Personal information
- Full name: Mark Patten
- Born: 28 July 1901 Edinburgh, Midlothian, Scotland
- Died: 2 May 1996 (aged 94) Ashford, Kent, England
- Batting: Right-handed
- Role: Wicket-keeper

Domestic team information
- 1922–1925: Scotland
- 1922–1923: Oxford University

Career statistics
| Competition | First-class |
| Matches | 26 |
| Runs scored | 407 |
| Batting average | 11.97 |
| 100s/50s | –/2 |
| Top score | 58 |
| Catches/stumpings | 37/3 |
- Source: Cricinfo, 4 June 2019

= Mark Patten =

Scottish cricketer

Mark Patten (28 July 1901 - 2 May 1996) was a Scottish first-class cricketer.

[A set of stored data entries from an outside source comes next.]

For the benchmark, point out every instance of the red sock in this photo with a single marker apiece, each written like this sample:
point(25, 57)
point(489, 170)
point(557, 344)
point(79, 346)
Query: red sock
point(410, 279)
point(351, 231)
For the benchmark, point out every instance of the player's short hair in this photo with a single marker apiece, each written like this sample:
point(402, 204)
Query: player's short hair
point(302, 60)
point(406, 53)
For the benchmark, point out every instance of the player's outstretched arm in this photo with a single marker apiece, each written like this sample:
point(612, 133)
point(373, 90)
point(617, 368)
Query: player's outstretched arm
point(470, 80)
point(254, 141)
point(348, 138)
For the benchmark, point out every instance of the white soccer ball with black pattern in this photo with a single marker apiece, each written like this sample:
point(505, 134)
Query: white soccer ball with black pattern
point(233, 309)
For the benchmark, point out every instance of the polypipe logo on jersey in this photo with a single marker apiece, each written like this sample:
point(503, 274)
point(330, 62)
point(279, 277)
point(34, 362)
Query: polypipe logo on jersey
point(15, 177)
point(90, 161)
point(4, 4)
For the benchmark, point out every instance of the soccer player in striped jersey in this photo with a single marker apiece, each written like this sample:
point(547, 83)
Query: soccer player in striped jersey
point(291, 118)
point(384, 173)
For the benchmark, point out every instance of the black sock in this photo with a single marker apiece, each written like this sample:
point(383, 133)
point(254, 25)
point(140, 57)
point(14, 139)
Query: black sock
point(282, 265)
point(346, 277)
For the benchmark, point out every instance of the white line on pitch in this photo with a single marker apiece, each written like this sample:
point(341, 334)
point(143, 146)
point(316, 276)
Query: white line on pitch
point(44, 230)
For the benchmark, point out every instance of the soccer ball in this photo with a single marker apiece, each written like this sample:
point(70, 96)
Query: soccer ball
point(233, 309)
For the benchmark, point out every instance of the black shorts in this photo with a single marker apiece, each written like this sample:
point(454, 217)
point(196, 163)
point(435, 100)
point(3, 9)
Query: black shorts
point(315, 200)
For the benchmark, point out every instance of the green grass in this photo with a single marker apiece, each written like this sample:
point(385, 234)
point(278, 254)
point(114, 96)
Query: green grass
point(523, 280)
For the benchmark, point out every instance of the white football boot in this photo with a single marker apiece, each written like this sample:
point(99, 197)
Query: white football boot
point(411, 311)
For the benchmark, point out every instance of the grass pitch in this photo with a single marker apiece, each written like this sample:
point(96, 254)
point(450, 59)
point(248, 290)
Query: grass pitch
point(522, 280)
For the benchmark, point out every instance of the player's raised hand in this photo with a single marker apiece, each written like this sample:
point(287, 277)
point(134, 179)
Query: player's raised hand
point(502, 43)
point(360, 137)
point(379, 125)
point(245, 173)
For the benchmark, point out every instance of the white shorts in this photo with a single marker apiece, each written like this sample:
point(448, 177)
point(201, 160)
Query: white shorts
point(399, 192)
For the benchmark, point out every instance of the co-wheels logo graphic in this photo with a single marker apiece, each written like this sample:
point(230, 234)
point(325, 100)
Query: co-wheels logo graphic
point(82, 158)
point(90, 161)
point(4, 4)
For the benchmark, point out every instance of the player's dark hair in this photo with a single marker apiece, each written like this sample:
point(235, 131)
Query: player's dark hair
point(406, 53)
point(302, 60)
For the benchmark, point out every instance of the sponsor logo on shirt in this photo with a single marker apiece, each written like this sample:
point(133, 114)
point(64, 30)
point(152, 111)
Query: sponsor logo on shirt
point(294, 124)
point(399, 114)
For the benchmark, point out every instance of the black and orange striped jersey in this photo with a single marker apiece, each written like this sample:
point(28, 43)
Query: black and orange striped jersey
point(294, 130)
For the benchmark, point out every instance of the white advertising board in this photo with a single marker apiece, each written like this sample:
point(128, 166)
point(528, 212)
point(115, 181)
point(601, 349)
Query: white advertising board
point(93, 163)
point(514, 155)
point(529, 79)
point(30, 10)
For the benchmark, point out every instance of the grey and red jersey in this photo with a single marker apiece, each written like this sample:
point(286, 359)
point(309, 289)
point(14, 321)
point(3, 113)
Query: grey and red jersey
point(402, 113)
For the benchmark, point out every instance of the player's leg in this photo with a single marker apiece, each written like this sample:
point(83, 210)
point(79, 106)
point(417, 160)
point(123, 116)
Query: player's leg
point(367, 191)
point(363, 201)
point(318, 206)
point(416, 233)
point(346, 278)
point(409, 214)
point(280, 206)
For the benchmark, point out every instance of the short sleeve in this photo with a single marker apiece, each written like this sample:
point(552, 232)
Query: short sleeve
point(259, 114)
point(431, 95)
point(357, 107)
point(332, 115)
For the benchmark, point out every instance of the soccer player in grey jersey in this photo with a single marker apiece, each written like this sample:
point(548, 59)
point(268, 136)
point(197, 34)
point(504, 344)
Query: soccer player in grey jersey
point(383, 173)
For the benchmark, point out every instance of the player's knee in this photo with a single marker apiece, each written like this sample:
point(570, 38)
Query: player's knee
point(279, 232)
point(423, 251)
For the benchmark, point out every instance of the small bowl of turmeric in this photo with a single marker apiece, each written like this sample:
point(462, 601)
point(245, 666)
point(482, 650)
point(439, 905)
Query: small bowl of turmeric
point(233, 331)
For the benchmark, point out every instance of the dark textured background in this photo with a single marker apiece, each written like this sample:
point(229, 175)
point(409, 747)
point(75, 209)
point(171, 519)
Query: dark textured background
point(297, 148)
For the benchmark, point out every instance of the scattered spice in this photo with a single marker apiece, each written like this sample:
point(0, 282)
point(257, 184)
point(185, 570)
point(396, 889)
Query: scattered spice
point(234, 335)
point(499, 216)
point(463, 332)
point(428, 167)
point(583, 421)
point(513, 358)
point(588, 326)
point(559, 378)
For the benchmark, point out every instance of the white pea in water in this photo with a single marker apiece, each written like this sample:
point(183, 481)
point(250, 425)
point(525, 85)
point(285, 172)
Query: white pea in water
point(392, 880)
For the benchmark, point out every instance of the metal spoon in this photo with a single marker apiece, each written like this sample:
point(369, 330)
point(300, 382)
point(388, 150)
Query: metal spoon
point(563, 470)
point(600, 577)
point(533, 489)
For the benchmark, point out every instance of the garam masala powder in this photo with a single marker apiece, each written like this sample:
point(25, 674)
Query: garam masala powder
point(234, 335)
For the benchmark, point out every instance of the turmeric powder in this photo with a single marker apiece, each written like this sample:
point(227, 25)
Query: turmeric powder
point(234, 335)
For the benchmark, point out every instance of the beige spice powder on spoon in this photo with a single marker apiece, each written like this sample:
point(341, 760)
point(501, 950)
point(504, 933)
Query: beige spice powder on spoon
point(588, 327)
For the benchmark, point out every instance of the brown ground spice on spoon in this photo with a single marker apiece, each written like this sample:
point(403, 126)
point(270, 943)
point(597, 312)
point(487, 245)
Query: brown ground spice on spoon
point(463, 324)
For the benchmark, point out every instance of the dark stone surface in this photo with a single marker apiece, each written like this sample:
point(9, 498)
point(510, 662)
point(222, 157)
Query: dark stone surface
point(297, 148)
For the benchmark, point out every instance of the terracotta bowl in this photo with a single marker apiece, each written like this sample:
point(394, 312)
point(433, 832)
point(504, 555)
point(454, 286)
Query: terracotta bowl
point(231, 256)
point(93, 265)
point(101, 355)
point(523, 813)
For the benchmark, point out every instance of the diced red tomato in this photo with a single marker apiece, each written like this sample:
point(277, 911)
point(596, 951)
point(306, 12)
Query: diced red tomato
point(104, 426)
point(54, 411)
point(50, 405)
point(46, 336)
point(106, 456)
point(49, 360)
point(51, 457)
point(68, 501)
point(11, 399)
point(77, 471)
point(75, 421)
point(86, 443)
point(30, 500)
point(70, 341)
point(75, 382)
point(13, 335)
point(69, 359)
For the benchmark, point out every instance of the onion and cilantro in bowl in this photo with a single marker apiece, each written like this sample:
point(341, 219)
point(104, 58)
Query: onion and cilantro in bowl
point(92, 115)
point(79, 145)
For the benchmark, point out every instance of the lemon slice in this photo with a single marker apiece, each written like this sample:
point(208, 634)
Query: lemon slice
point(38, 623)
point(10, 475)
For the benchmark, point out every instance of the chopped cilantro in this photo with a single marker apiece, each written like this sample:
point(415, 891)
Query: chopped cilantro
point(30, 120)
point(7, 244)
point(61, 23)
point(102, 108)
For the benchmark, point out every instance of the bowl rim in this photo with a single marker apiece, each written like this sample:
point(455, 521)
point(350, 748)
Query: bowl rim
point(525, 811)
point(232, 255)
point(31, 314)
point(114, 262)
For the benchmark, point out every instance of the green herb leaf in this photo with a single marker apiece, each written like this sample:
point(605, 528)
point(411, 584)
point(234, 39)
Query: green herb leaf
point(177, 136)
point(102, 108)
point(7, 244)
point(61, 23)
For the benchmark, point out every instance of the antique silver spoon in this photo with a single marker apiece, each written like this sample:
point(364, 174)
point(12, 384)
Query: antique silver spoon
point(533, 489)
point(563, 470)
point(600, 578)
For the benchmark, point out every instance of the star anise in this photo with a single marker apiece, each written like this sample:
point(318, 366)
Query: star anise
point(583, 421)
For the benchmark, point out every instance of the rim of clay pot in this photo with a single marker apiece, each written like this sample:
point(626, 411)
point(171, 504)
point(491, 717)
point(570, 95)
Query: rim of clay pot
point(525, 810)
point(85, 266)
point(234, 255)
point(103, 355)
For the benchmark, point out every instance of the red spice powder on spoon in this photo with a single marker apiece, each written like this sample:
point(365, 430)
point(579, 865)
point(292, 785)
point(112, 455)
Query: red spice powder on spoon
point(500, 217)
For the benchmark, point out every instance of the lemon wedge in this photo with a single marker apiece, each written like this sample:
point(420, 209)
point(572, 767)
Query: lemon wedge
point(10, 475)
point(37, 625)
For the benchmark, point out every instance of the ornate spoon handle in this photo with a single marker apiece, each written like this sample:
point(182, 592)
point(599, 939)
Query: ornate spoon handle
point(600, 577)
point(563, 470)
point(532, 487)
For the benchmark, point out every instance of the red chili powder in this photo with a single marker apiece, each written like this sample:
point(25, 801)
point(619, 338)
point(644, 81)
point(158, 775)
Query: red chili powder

Patten was born in the West End of Edinburgh in July 1901. He was educated at Winchester College, before going up to Christ Church, Oxford. While studying at Oxford he made his debut in first-class cricket for Oxford University against Middlesex at Oxford in 1922. Patten played first-class cricket for Oxford on seventeen further occasions, with his final appearance coming in 1923. Playing as a wicket-keeper he scored 169 runs and took 26 catches and made two stumpings. In addition to playing first-class cricket for Oxford University, he also represented Scotland in four first-class matches between 1922 and 1925, as well as appearing in four first-class matches for the Free Foresters between 1926 and 1929; for the latter he scored 178 runs at an average of 35.60, with a high score of 58, one of two half centuries he made for the Free Foresters. He died in May 1996 at Ashford, Kent.